Agreed - the sample size is also really small to be interpreting slower arrival times as well, if only 1 or 2 packages took a long time it's likely they just found an outlier.
According to http://www.atheistberlin.com/study they got a significant Wilcoxon Signed Rank Test at p < 0.01. The Wilcoxon Signed Rank Test is nonparametric (i.e. sacrifices some statistical power in order to not make assumptions about the underlying distribution of the data) so is meaningful even if there is a long tail of packages that take longer due to circumstances outside of the study variable.
Sample size is something that must be interpreted in the presence of power. You can make a solid conclusion with a very small sample size if the true difference in arrival times is very large, given that the assumptions of the hypothesis test hold (t-test can be a little ridiculous with some of its assumptions sometimes).

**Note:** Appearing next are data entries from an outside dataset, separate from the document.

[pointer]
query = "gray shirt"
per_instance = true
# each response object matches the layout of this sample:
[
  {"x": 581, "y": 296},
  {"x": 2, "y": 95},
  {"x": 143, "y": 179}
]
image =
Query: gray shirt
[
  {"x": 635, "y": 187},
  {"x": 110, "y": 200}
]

In the original article, one of the footnotes mentioned that they tested the data using Wilcoxon's Signed-Rank test, which mitigates a lot of the impact of single outliers.
I'd love to see the raw data though, to see an even less-sensitive method to outliers (sign test). If the difference between the groups is as large as the article would lead us to believe, the loss of power should not present any problem.
Yeah, that 3 days could either be damning, or absolutely nothing. Until we can examine the data this is a non-story despite how juicy we may want it to be.